Annotated on August 15, 2020 at 11:03AM
So let’s say Apple pulls a Guido and breaks compatibility. What do you think will happen? Well, maybe 80–90% of the developers will rewrite their software, if they’re lucky. Which is the same thing as saying, they’re going to lose 10–20% of their user base to some competing language, e.g. Flutter.Do that a few times, and you’ve lost half your user base. And like in sports, momentum in the programming world is everything. Anyone who shows up on the charts as “lost half their users in the past 5 years” is being flagged as a Big Fat Loser. You don’t want to be trending down in the Platforms world. But that’s exactly where deprecation — the “removing APIs” kind, not the “warning but permitting” kind — will get you, over time: Trending down. Because every time you shake loose some of your developers, you’ve (a) lost them for good, because they are angry at you for breaking your contract, and (b) given them to your competitors. ❧
Twitter is a good example of this, and they’ve just created a shiny new API in an apparent attempt to bring developers back…
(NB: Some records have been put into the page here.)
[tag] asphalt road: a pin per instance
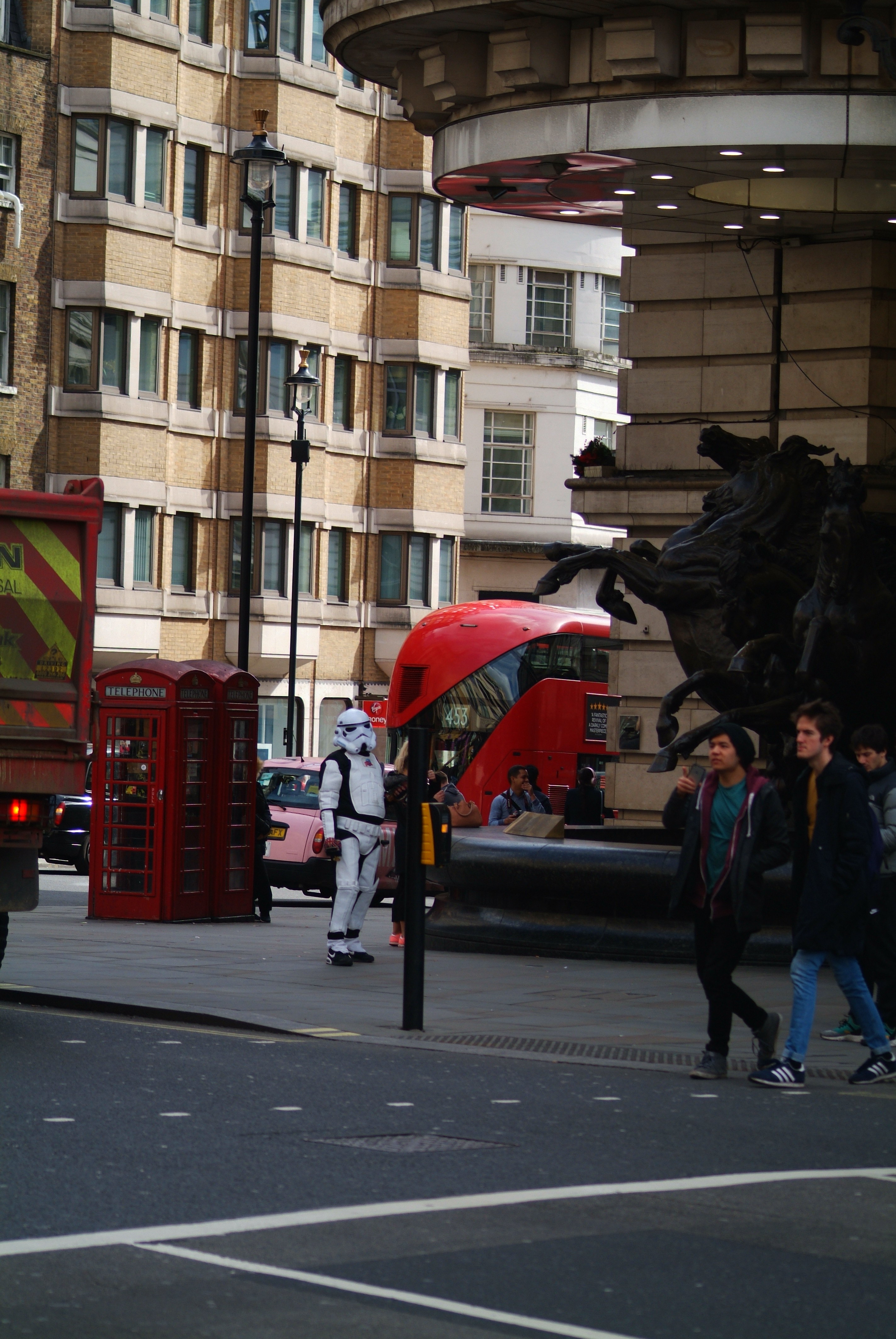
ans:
(110, 1124)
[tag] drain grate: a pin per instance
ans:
(586, 1050)
(409, 1143)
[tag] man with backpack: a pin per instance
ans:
(519, 798)
(878, 961)
(735, 831)
(836, 855)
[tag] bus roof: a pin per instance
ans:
(449, 645)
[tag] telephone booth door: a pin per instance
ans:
(128, 815)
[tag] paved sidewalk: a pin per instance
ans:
(277, 975)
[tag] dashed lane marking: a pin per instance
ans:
(446, 1204)
(412, 1299)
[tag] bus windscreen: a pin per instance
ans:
(468, 713)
Wonder if it’s going to be backwards compatible? (Probably not…)
Annotated on August 15, 2020 at 11:10AM
I’ve alluded to the deeply philosophical nature of this problem; in a sense, it’s politicized within the software communities. Some folks believe that platform developers should shoulder the costs of compatibility, and others believe that platform users (developers themselves) should bear the costs. It’s really that simple. And isn’t politics always about who has to shoulder costs for shared problems?So it’s political. And there will be angry responses to this rant. ❧
This idea/philosophy cuts across so many different disciplines. Is there a way to fix it? Mitigate it? An equation for maximizing it?